[sheepdog] [Qemu-devel] [PATCH v3] sheepdog: selectable object size support

Markus Armbruster armbru at redhat.com
Mon Jan 26 10:18:55 CET 2015


Kevin Wolf <kwolf at redhat.com> writes:

> Am 23.01.2015 um 09:24 hat Teruaki Ishizaki geschrieben:
>> Previously, qemu block driver of sheepdog used hard-coded VDI object size.
>> This patch enables users to handle "block_size_shift" value for
>> calculating VDI object size.
>> 
>> When you start qemu, you don't need to specify additional command option.
>> 
>> But when you create the VDI which doesn't have default object size
>> with qemu-img command, you specify block_size_shift option.
>> 
>> If you want to create a VDI of 8MB(1 << 23) object size,
>> you need to specify following command option.
>> 
>>  # qemu-img create -o block_size_shift=23 sheepdog:test1 100M
>> 
>> In addition, when you don't specify qemu-img command option,
>> a default value of sheepdog cluster is used for creating VDI.
>> 
>>  # qemu-img create sheepdog:test2 100M
>> 
>> Signed-off-by: Teruaki Ishizaki <ishizaki.teruaki at lab.ntt.co.jp>
>> ---
>> V3:
>>  - Delete the needless operation of buffer.

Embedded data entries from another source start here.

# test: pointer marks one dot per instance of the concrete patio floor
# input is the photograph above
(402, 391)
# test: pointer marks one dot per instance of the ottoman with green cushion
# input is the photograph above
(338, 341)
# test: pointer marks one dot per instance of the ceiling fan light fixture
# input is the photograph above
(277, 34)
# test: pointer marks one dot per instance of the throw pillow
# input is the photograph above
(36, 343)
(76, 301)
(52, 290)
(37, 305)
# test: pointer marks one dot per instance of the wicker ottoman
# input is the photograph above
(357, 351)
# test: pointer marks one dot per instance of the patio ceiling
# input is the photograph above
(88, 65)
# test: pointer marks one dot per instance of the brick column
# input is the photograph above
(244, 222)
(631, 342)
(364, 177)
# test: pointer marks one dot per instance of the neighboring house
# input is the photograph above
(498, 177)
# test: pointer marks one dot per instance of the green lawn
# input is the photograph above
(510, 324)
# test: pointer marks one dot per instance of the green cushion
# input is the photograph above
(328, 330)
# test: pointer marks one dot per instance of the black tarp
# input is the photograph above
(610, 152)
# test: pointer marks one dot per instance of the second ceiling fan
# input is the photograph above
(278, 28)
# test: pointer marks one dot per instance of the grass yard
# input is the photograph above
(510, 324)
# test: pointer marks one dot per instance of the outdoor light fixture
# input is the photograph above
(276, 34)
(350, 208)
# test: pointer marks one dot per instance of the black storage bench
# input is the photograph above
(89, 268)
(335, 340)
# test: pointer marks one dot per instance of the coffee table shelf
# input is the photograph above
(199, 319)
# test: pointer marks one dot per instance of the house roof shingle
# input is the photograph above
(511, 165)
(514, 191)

>>  - Delete the needless operations of request header
>>    for SD_OP_GET_CLUSTER_DEFAULT.
>>  - Fix coding style problems.
>> 
>> V2:
>>  - Fix coding style problem (white space).

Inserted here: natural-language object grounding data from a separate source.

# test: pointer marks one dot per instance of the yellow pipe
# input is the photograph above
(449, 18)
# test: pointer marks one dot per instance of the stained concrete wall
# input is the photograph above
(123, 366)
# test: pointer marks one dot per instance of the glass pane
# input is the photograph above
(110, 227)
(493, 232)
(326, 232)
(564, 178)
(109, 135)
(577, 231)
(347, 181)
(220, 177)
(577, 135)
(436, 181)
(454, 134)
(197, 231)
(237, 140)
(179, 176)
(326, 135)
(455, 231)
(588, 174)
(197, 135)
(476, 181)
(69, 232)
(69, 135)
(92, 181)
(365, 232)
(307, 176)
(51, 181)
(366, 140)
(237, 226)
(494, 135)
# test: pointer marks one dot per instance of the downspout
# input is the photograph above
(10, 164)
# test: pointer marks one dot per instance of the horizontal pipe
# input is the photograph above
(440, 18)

>>  - Add members, store_policy and block_size_shift to struct SheepdogVdiReq
>>  - Initialize request header to use block_size_shift specified by user.
>> ---
>>  block/sheepdog.c          |  140 ++++++++++++++++++++++++++++++++++++++-------
>>  include/block/block_int.h |    1 +
>>  2 files changed, 119 insertions(+), 22 deletions(-)
>> 
>> diff --git a/block/sheepdog.c b/block/sheepdog.c
>> index be3176f..c9f06db 100644
>> --- a/block/sheepdog.c
>> +++ b/block/sheepdog.c
>> @@ -37,6 +37,7 @@
>>  #define SD_OP_READ_VDIS      0x15
>>  #define SD_OP_FLUSH_VDI      0x16
>>  #define SD_OP_DEL_VDI        0x17
>> +#define SD_OP_GET_CLUSTER_DEFAULT   0x18
>>  
>>  #define SD_FLAG_CMD_WRITE    0x01
>>  #define SD_FLAG_CMD_COW      0x02
>> @@ -167,7 +168,8 @@ typedef struct SheepdogVdiReq {
>>      uint32_t base_vdi_id;
>>      uint8_t copies;
>>      uint8_t copy_policy;
>> -    uint8_t reserved[2];
>> +    uint8_t store_policy;
>> +    uint8_t block_size_shift;
>>      uint32_t snapid;
>>      uint32_t type;
>>      uint32_t pad[2];
>> @@ -186,6 +188,21 @@ typedef struct SheepdogVdiRsp {
>>      uint32_t pad[5];
>>  } SheepdogVdiRsp;
>>  
>> +typedef struct SheepdogClusterRsp {
>> +    uint8_t proto_ver;
>> +    uint8_t opcode;
>> +    uint16_t flags;
>> +    uint32_t epoch;
>> +    uint32_t id;
>> +    uint32_t data_length;
>> +    uint32_t result;
>> +    uint8_t nr_copies;
>> +    uint8_t copy_policy;
>> +    uint8_t block_size_shift;
>> +    uint8_t __pad1;
>> +    uint32_t __pad2[6];
>> +} SheepdogClusterRsp;
>> +
>>  typedef struct SheepdogInode {
>>      char name[SD_MAX_VDI_LEN];
>>      char tag[SD_MAX_VDI_TAG_LEN];
>> @@ -1544,6 +1561,7 @@ static int do_sd_create(BDRVSheepdogState *s, uint32_t *vdi_id, int snapshot,
>>      hdr.vdi_size = s->inode.vdi_size;
>>      hdr.copy_policy = s->inode.copy_policy;
>>      hdr.copies = s->inode.nr_copies;
>> +    hdr.block_size_shift = s->inode.block_size_shift;
>>  
>>      ret = do_req(fd, s->aio_context, (SheepdogReq *)&hdr, buf, &wlen, &rlen);
>>  
>> @@ -1569,9 +1587,11 @@ static int do_sd_create(BDRVSheepdogState *s, uint32_t *vdi_id, int snapshot,
>>  static int sd_prealloc(const char *filename, Error **errp)
>>  {
>>      BlockDriverState *bs = NULL;
>> +    BDRVSheepdogState *base = NULL;
>>      uint32_t idx, max_idx;
>> +    uint32_t object_size;
>>      int64_t vdi_size;
>> -    void *buf = g_malloc0(SD_DATA_OBJ_SIZE);
>> +    void *buf = NULL;
>>      int ret;
>>  
>>      ret = bdrv_open(&bs, filename, NULL, NULL, BDRV_O_RDWR | BDRV_O_PROTOCOL,
>> @@ -1585,18 +1605,23 @@ static int sd_prealloc(const char *filename, Error **errp)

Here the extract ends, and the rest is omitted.